Entertainment

DEFUSE OR LOSE

‘THE Hurt Locker” hurls you into what asymmetric warfare means in Iraq: massive courage on one side, massive cowardice on the other.

Despite its pumped-up admiration for our troops and some scenes that spurt adrenaline like a fire hose, this sort-of-thriller about a bomb squad working in 2004 is stretched both timewise and for plausibility.

Kathryn Bigelow (“Point Break”), one of Hollywood’s few remaining unashamedly manly directors — it’s easy to picture her slugging back whiskeys with John Ford or Howard Hawks, making jokes about gun-control pansies — puts you in the boots of a cocky Ranger sergeant (Jeremy Renner, in a gung-ho performance) who leads his squadmates (Anthony Mackie, Brian Geraghty) in defusing IEDs, or improvised explosive devices — roadside booby traps.

James (Renner), clad in a protective outfit as bulky as a spacesuit, carefully clips his way through wires as Bigelow stomps on the suspense pedal. In one particularly gulp-inducing shot, he pulls one cord only to discover it’s attached to a spider web of wires, each leading to its own bomb.

The movie, photographed in the shake-the-camera, play-with-the-zoom-lens style that used to say “gritty” but now says “Dunder Mifflin,” is more an anthology than a story.

After three long, tense bomb-defusing scenes that don’t vary much (twice, a soldier lights a cigarette afterward, but the comparison to having sex seems forced — all he’s scored is the right to keep living), Bigelow finds herself starting over, with a long sniper sequence that, while intensely realized, says little. After this, the troops horse around, get wasted and listen to heavy metal. It’s been done.

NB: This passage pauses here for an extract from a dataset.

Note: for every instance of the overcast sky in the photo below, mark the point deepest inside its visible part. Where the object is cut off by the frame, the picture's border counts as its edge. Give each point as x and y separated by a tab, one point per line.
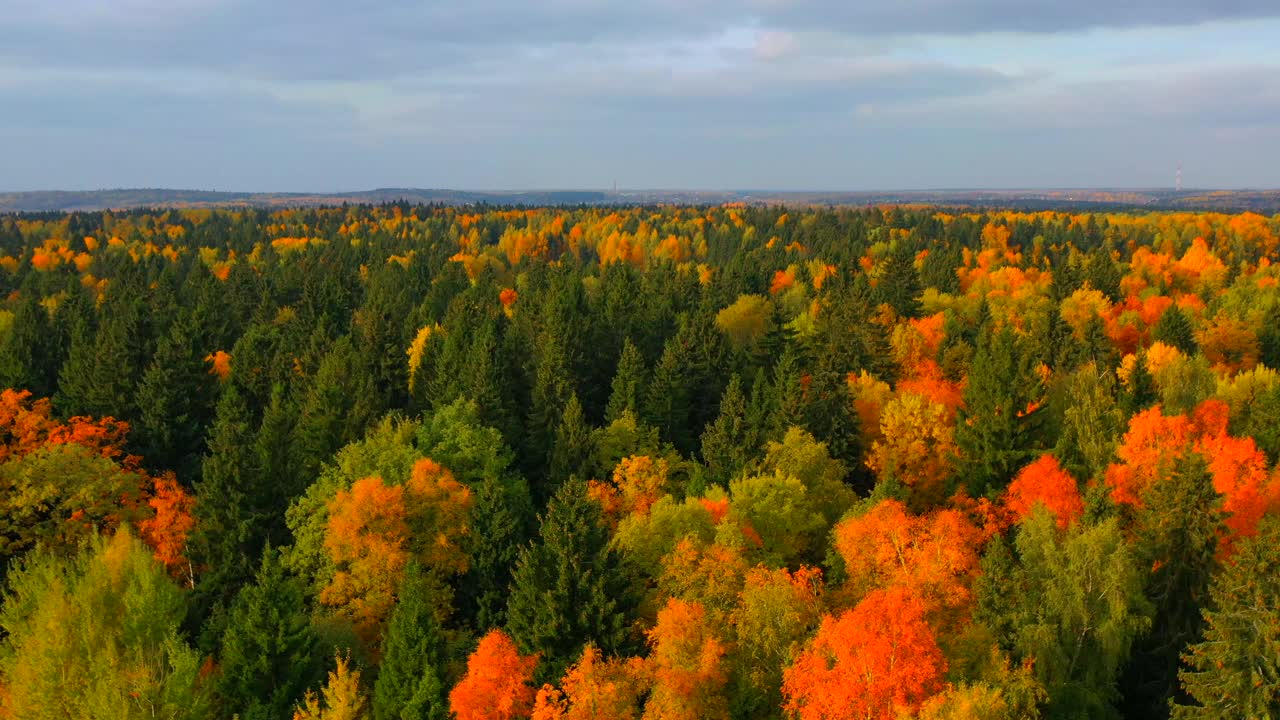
323	95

Ralph Fiennes, Guy Pearce and David Morse pop up, but each of them only for a few minutes, as if they’re guests on a lethal version of “The Tonight Show.” Each is so poorly integrated into the film that it’s as if the actors happened to be visiting the set when Bigelow ordered them to suit up, and they were afraid to say no.

In the second half, James goes on two hard-to-

believe quests, first busting into the home of a friendly Iraqi to wave a pistol around, then leading a demented freelance mission to find a bomber in the streets at night. Tense? Yes. And filmed with gusto.

“We didn’t have to go out looking for trouble to get your adrenaline fix,” says one soldier. True. That’s why enlisted troops take orders from older officers instead of running around organizing suicide missions with no supervision whatsoever.

kyle.smith@nypost.com

THE HURT LOCKER

Feel the pain.

Running time: 130 minutes. Rated R (profanity, graphic violence). At the Lincoln Square and the Sunshine.